Почему все-таки она не хочет сказать, откуда в животе берутся дети?

— Ольга Николаевна, — упрашиваю я, — давайте пустим Альму в сени…

— Да ну ее к бесу! Наследит тут.

— Ей холодно…

— Ничего не холодно — вон шуба какая!

— Можно тогда я ей ватник отдам?

— Какой еще ватник?

— Тот, что на чердаке.

— Да разве она станет под ватником сидеть? Что ты, девка, выдумываешь?

— Ну пожалуйста!

— Бери, бери, только отстань… Отпусти душу на покаяние…

Ватник весь рваный и грязный, валяется скомканный в углу. Я беру его и встряхиваю. Ой!.. Кто-то укусил меня. Да как больно!.. Как больно… Пчела… Что она тут делала, в ватнике? Тоже, наверно, грелась… Мама говорит, что, если укусит пчела, нужно приложить к этому месту нож. Ладно, потом приложу, сперва постелю Альме.

— Ложись, ложись, моя хорошая. Правда, так теплее?

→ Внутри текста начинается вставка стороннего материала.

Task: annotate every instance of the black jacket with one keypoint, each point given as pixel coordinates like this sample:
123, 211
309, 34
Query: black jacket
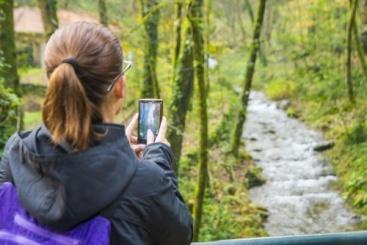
62, 188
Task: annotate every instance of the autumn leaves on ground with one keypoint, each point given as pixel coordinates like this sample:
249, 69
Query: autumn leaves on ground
202, 57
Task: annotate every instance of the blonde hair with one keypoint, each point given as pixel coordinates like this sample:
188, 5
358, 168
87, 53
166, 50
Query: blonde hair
81, 61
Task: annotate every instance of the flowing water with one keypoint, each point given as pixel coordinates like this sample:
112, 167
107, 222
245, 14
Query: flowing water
298, 191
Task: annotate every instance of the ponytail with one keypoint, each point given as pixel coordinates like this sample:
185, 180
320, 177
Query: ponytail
81, 61
67, 111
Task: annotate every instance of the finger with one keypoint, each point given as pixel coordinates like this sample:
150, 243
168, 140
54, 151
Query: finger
150, 137
138, 148
162, 130
133, 139
132, 125
166, 142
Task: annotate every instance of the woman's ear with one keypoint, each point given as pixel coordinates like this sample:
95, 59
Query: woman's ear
119, 88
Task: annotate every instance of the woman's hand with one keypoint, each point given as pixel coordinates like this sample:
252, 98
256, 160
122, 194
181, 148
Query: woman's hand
133, 140
161, 137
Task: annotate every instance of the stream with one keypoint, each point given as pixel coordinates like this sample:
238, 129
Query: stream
298, 192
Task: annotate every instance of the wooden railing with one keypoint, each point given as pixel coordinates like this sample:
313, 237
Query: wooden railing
344, 238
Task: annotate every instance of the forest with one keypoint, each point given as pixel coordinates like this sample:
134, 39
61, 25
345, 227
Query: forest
266, 101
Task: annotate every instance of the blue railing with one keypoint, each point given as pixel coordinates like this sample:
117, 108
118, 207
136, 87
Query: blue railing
344, 238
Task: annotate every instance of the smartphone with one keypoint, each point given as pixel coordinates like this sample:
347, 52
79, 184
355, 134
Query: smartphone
150, 117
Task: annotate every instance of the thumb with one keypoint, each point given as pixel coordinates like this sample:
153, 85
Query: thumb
150, 137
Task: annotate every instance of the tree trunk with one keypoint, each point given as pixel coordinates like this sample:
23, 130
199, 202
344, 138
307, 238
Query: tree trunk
8, 53
150, 13
49, 16
197, 23
102, 9
349, 52
182, 94
241, 117
359, 50
178, 24
7, 46
262, 55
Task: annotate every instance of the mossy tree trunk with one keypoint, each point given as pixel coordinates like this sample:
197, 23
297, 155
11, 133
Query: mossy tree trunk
359, 49
7, 46
261, 50
197, 22
182, 94
151, 15
178, 25
8, 54
50, 21
102, 9
247, 83
349, 51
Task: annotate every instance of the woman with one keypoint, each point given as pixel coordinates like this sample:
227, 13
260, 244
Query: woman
79, 164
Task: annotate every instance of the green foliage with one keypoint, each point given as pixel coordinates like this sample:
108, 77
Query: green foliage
279, 90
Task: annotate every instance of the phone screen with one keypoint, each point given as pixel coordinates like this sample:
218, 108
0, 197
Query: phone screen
150, 116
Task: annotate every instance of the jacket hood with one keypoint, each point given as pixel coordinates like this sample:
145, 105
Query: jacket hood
61, 188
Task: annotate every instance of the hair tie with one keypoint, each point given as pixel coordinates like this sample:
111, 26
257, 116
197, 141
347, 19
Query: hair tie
73, 62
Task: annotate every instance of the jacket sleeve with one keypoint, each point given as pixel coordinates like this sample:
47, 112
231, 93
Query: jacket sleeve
5, 174
172, 220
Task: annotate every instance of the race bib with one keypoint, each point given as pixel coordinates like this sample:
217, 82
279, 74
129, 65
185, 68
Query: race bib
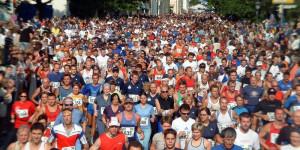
144, 121
91, 99
158, 77
22, 113
271, 116
118, 88
274, 137
134, 97
128, 131
179, 50
155, 111
55, 84
68, 148
77, 101
44, 139
231, 105
102, 110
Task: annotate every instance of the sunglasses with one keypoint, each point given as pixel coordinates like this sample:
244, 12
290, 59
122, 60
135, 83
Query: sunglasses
185, 114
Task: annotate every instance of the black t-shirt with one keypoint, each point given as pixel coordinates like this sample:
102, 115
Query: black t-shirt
25, 35
267, 106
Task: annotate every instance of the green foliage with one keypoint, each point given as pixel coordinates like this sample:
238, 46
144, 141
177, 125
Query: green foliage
194, 2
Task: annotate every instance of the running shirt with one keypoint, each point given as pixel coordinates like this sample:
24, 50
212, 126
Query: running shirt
116, 143
66, 140
22, 112
129, 127
52, 115
157, 77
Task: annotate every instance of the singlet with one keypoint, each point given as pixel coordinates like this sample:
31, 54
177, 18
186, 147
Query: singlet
112, 143
63, 93
200, 147
42, 147
224, 121
129, 127
213, 107
157, 77
87, 76
273, 135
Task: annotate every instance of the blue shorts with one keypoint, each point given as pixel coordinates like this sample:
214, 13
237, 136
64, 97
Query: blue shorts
90, 108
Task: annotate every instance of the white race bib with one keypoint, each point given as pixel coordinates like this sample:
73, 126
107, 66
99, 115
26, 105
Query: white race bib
144, 121
55, 84
231, 105
128, 131
102, 110
274, 137
77, 101
133, 96
271, 116
179, 50
68, 148
91, 99
155, 110
22, 113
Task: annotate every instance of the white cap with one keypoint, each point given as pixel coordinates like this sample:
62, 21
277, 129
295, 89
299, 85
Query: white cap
114, 121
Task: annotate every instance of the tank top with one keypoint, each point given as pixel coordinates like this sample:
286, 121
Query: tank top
87, 76
200, 147
129, 127
63, 93
273, 135
52, 115
112, 143
157, 77
42, 147
213, 107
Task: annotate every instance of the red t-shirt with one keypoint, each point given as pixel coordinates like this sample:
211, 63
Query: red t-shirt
22, 112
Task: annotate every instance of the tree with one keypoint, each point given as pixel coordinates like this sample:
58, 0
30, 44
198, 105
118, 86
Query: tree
194, 2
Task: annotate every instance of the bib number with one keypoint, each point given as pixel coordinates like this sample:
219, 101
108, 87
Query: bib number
158, 77
134, 97
69, 148
78, 101
271, 116
128, 131
22, 113
144, 121
92, 99
55, 84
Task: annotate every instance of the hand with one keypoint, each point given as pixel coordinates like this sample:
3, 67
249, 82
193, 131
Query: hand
265, 117
96, 114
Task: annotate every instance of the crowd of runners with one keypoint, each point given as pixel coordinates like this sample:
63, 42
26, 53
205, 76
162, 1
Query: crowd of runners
190, 81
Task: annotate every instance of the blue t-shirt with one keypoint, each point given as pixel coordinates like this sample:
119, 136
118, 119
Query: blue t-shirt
252, 94
78, 117
283, 86
145, 113
221, 147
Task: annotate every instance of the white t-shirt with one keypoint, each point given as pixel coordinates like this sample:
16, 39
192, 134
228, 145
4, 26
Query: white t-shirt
247, 141
179, 125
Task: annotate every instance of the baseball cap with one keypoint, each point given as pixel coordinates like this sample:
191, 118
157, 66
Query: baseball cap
113, 121
128, 100
202, 65
259, 63
271, 91
115, 69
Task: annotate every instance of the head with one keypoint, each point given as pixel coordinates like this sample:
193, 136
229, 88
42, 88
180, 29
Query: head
170, 138
23, 134
184, 110
37, 131
228, 136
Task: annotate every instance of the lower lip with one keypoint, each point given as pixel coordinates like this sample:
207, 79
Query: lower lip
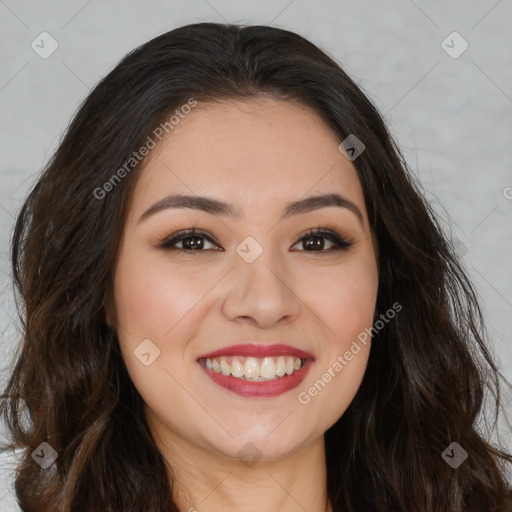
261, 389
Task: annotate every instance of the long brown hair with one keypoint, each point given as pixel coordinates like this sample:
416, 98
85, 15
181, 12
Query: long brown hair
428, 370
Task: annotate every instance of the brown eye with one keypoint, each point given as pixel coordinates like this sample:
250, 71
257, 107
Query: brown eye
313, 241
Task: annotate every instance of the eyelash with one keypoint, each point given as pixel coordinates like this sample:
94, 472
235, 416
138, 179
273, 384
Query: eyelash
340, 242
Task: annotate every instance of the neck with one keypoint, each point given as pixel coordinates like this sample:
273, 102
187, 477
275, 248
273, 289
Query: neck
208, 482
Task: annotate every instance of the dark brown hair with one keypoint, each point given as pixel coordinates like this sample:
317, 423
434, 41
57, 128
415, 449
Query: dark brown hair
428, 369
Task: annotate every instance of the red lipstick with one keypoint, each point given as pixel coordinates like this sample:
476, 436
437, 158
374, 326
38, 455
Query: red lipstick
259, 389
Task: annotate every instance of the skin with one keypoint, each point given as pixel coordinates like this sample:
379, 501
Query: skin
258, 155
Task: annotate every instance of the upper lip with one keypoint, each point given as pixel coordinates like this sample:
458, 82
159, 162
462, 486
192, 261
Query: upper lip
255, 349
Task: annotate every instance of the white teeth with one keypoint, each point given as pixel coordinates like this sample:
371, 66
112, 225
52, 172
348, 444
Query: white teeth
289, 365
237, 369
268, 368
281, 366
224, 367
253, 368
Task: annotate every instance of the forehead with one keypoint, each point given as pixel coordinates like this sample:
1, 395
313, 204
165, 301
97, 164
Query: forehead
249, 152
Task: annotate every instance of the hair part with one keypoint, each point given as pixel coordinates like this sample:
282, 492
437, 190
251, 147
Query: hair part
427, 371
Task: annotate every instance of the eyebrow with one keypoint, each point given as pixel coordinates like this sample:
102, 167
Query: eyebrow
217, 207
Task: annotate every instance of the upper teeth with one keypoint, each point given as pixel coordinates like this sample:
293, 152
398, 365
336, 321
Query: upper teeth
252, 368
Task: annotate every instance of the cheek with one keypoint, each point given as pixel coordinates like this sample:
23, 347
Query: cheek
345, 298
151, 300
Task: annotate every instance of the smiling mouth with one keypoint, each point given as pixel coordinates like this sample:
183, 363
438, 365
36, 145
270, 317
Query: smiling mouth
254, 369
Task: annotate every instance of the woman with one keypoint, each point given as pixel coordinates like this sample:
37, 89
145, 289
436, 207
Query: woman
236, 297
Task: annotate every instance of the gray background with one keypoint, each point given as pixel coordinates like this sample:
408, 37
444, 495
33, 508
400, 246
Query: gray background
451, 116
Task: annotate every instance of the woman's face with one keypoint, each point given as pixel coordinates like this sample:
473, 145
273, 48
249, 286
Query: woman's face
249, 281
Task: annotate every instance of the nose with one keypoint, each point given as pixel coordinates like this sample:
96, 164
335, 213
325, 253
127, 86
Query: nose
261, 293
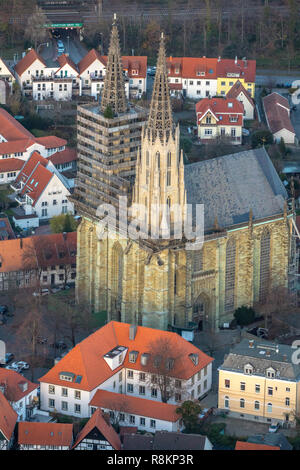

Жалко, что нету для тебя подушки… Ой, как больно… Знаешь, как больно? Ужасно больно…

— Маш!.. А Маш?..

— Чего еще?

— Постриги мне ногти…

— Вот еще! Нашла себе няньку.

— Только на правой руке, на левой я сама умею.

— Маменькина дочка! — фыркает Маша. — Пора уже самой себя обслуживать. А Маша сказала, — пищит она таким, голосочком, как у Рины Зеленой, — ска-а-а-зала… что мне пора… пора уже капельку-капельку вырасти… и самой стричь свои ногти!

Пора-то пора, да только не получается. Ноготь гнется, а не стрижется. Никак не стрижется… И ходить с такими ногтями тоже невозможно: они обламываются. Половинка оторвется, а половинка висит и за все цепляется. Больно и противно.